At the Lee Monument the cars turn into St. Charles Avenue, which is a continuation of St. Charles Street. Here the street broadens out; there are double drives and a neutral ground, and the avenue is said to be one of the finest in America. The cars traverse the thoroughfare from the Circle to Carrollton Avenue, continuing out Carrollton Avenue to its intersection with Tulane Avenue, through which they return to Canal Street, thus forming "the St. Charles Belt." The "Tulane Belt" cars traverse the same route in the opposite direction. This line, which was recently absorbed by the New Orleans Street Railways Company, was built in 1833, and was the first line of horse railroads in the United States. The cars were then two-storied, the upper deck being covered with a canvas in the summer time. The upper story was reached by a staircase. There was a great deal of life and excitement about this second story, and many old residents declare that the two-storied cars were much pleasanter than the cars of the present day, as the breezes were cooler and fresher aloft.

At the corner of Calliope Street and St. Charles Avenue is the Northern Methodist Church, founded just after the Civil War by Bishop J. P. Newman. It was here that Gen. Grant worshipped while in New Orleans.

The Young Men's Hebrew Association occupies the stately structure at the corner of the Avenue and Clio Street. The building" was erected in 1896. It contains a public hall called the Athenaeum where concerts, theatricals, and balls are often given.

At the corner of Jackson and St. Charles Avenues is the Harmony Club. The clubhouse is of white marble, and was erected in 1896.

The club virtually dates from 1802 having been formed by merging together the "Deutscher. Company" and "The Young Bachelors' Club," organized about 1856. Its membership is mainly among the wealthy and refined Hebrews of the city.

Along the line of this demarcation are many of the handsomest private residences in New Orleans, the beautiful open gardens and palms giving this section the title of "Garden District."

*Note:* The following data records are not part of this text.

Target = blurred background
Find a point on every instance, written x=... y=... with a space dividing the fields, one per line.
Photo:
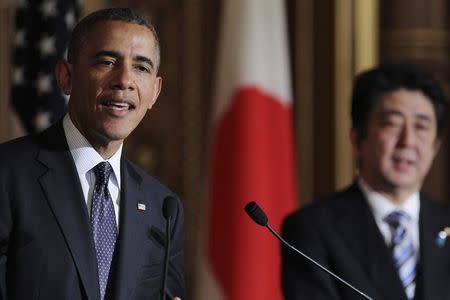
x=328 y=43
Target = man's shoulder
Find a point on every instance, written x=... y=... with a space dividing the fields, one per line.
x=17 y=147
x=333 y=204
x=148 y=181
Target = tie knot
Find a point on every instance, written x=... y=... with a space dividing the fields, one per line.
x=397 y=218
x=102 y=172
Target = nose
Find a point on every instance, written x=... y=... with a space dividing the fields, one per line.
x=123 y=78
x=407 y=136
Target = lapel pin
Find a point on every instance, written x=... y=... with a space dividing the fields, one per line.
x=141 y=206
x=441 y=237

The First German Church is on St. Charles, corner of St. Andrew.

The beautiful Whitney residence is at No. 2233 St. Charles.

The mansion at No. 2508 St. Charles is not only a handsome specimen of a Southern home, but was the residence of E. Richardson, the most celebrated cotton merchant of his time. He was known as "the Cotton King." It is now the home of Prank P. Hayne.

At No. 2618 is the residence of the late A. C. Hutchinson, who left a fortune of upwards of a million dollars. He made several large bequests to charitable institutions, and left about $700,000 for the extension of the work of the Tulane Medical College. He bequeathed his beautiful home, with its many art treasures, to his friend, Mr. J. P. Blair.

There has recently been a revival, along the Avenue, of the old colonial style of architecture whose stately columns and general classic effects have added much to the beauty of the thoroughfare. Notable types are the T. J. McCarthy and the remodeled Blair residences.

At the corner of Third and St. Charles Avenue is the house where resided John A. Morris, famous as the head of the Louisiana State Lottery Company.

Christ Church Cathedral

is the fine brick and stucco edifice at the corner of St. Charles Avenue and Sixth Street. This church represents the pioneer Protestant organization of the Southwest. It was organized in January, 1805. At this date the Protestant tabulation of New Orleans was so small and belonged to so many denominations that it was found impossible to build churches to accommodate each unto itself. A meeting was, therefore, called of all the Protestants, and it was decided that a church be erected. The decision as to what denomination the church should belong was settled by lot. The Episcopalians won, the church was built, and all Protestants united in their house of worship. The church was originally attached to the Diocese of New York. It stood at the corner of Canal and Bourbon Streets. In 1847, as the old church was found to be too small, a new one was erected, at the corner of Dauphine and Canal Streets, at a cost of $50,000. In 1886 this church was sold and the congregation moved to the present beautiful edifice. The interior is very handsomely frescoed. The stained-glass windows include memorials to the Slocomb family and the late Bishop Galleher. The entrance to the lower floor of the tower contains old tablets of the former wardens. Christ Church is the pro-cathedral of the Diocese, and the dean acts as rector. The residence of the bishop, Rt. Rev. D. Sessums, adjoins the Cathedral, with which it communicates through vine-grown cloisters. The dean's residence is in the rear of the church in Sixth Street.

Adjoining the church is the J. L. Harris Memorial Chapel, erected by Mrs. J. L. Harris in memory of her husband.

At 3607 is the gray stone Newman residence.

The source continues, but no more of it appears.